In January I reviewed Mike Rothman's Pragmatic CSO. Related to that book I saw my name mentioned in a post by Cutaway. He writes:

I am, however, more concerned about Mike’s approach to young security professionals. “Buy my book, it is a good approach for dealing with executive management” is not, in my honest opinion, an effective way of approaching our next generation. Sure, he has made the information available to the public, but security professionals are pummeled with literature almost on a daily basis. His book might be on the list of top purchases but where is the actual teacher to help with the interpretation to assist with the evolution of the concepts within an individual?

I understand Cutaway's concerns, but I think his request is unrealistic. I have plenty of experience with mentorship, starting as a cadet and continuing during my officer years in the Air Force. In my experience it is difficult for the mentoree to obtain mentorship (of any type) even when mentorship is a job requirement for the supervisor. In fact, my last commander asked me for job advice when I was leaving, rather than try to convince me to stay!

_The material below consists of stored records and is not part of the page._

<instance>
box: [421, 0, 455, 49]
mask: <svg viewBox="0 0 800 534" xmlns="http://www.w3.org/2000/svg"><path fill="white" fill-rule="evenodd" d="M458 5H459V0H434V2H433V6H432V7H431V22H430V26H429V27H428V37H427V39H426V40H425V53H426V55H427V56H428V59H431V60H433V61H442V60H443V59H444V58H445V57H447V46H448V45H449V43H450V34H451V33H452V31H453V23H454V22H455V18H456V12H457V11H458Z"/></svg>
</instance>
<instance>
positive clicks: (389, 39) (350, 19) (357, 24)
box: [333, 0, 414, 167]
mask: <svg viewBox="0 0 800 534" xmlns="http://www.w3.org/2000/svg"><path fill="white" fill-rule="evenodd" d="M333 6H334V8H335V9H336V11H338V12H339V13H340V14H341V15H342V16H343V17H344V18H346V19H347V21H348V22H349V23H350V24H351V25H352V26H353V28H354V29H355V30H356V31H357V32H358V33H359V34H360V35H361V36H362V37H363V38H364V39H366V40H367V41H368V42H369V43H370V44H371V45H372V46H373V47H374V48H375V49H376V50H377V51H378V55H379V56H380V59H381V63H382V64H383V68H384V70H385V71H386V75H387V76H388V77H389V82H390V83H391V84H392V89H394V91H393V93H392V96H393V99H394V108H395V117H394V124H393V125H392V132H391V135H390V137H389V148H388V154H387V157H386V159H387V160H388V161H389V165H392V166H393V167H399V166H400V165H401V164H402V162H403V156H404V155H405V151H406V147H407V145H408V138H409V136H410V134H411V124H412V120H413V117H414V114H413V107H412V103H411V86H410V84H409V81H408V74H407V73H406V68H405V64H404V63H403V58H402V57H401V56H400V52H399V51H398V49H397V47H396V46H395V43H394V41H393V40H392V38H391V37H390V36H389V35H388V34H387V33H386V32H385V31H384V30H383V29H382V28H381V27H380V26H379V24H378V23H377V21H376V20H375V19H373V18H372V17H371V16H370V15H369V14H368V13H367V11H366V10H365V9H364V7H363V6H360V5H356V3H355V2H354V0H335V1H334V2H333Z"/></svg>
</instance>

I wholeheartedly support Mike Rothman's recommendations for people to read his book. Does anyone think technical authors write books to make money? Almost no one can make a living being a technical author, unless you have very modest needs, no family, and have multiple books in print simultaneously and constantly.

So why write? Technical authors (and many others) write to share their ideas. One of the main reasons I wrote Tao was the desire to not have to repeat the same material whenever I trained a new analyst. Instead I could say "read my book, and then we'll talk." I think writing a good book has the capability to do far more good for the community at large than a one-on-one relationship. Books certainly scale better than people.

Speaking of people, those who you would probably want as mentors are most likely the busiest people you'll ever meet. Mike is running his own company. I'm running my own company. I regularly receive emails from students and others asking for help with their PhD topics and other issues. If I have the time to help I usually respond in the form of a blog post or a CC to a mailing list so what I say can be shared.

If you really want a human mentor I recommend joining a security association like ISSA, hanging out in an IRC channel with people you respect, and/or joining a company or organization to work for someone you want to emulate. I've done all three at various stages of my career.